A stroke happens when a blood vessel in the brain becomes clogged, blocking the flow of blood and resulting in the death of oxygen-starved neurons. But it’s not just those in the direct line of fire that are hit – neurons in the surrounding area, called the stroke penumbra, can also be affected, sometimes dying hours or days after the event itself. And it’s these that were the focus of the new study.

“We are looking for ways to prevent these other neurons from dying, too,” says Elias Aizenman, senior author of the study. “If we can do that, recovery might be improved, and we might be able to better help people who have strokes in which the clot is in an inaccessible blood vessel or who could not get to the hospital in time for early intervention. With the right drug, we also may be able to slow the progression of a known stroke before a patient reaches the hospital.”

And now, the researchers have developed an experimental new drug that could do just that. The new study builds on the team’s earlier work, where they discovered a mechanism that triggers cell death.

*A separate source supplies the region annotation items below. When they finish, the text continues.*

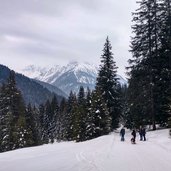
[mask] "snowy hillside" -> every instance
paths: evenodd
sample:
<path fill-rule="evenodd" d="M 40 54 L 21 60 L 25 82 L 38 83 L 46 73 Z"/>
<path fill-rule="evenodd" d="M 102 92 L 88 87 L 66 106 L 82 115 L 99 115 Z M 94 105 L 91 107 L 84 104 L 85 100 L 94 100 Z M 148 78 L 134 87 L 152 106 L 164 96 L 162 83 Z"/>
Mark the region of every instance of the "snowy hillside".
<path fill-rule="evenodd" d="M 69 94 L 71 90 L 78 92 L 80 86 L 94 89 L 98 67 L 89 63 L 71 62 L 66 66 L 57 65 L 52 68 L 31 65 L 21 72 L 30 78 L 52 84 Z M 118 75 L 118 78 L 122 85 L 127 84 L 121 76 Z"/>
<path fill-rule="evenodd" d="M 170 171 L 168 130 L 147 132 L 147 141 L 121 142 L 118 133 L 0 153 L 0 171 Z"/>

Previously, the team had found that neurons can die due to potassium ions leaking out of a potassium channel called Kv2.1. This can be triggered by interactions between the channel and a protein called syntaxin. The researchers found that they could prevent cell death by interfering with that interaction, using a compound called TAT-C1aB.

A comparison of neuron damage (circled) in the brain after a stroke: left are untreated mice, and right are those that had a new drug called TAT-DP-2
A comparison of neuron damage (circled) in the brain after a stroke: left are untreated mice, and right are those that had a new drug called TAT-DP-2

On the new study, the team uncovered a potential way to use this finding to further reduce cell death following a stroke. They found that there are two types of Kv2.1 channels in the membrane of neurons, and one of them helps extra Kv2.1 channels find their way into the cell. That in turn increases the amount of potassium lost and as such, increases cell death.

To counter that, the team developed a small protein called TAT-DP-2. This keeps the new channels from passing into the cell, preventing potassium leaks and keeping the cells alive.

In tests on mice, the team showed that the area of damage in a brain following a stroke was much smaller for animals that had received injections of TAT-DP-2, compared to untreated mice. The treated mice also had better long-term neurological function.

The study seems promising, but as with anything, there’s no guarantee that the results will carry across from mice to humans. Future work will be needed to see if that’s viable, but ultimately the hope is for a drug that could eventually be administered even after a stroke to reduce damage and improve rehabilitation.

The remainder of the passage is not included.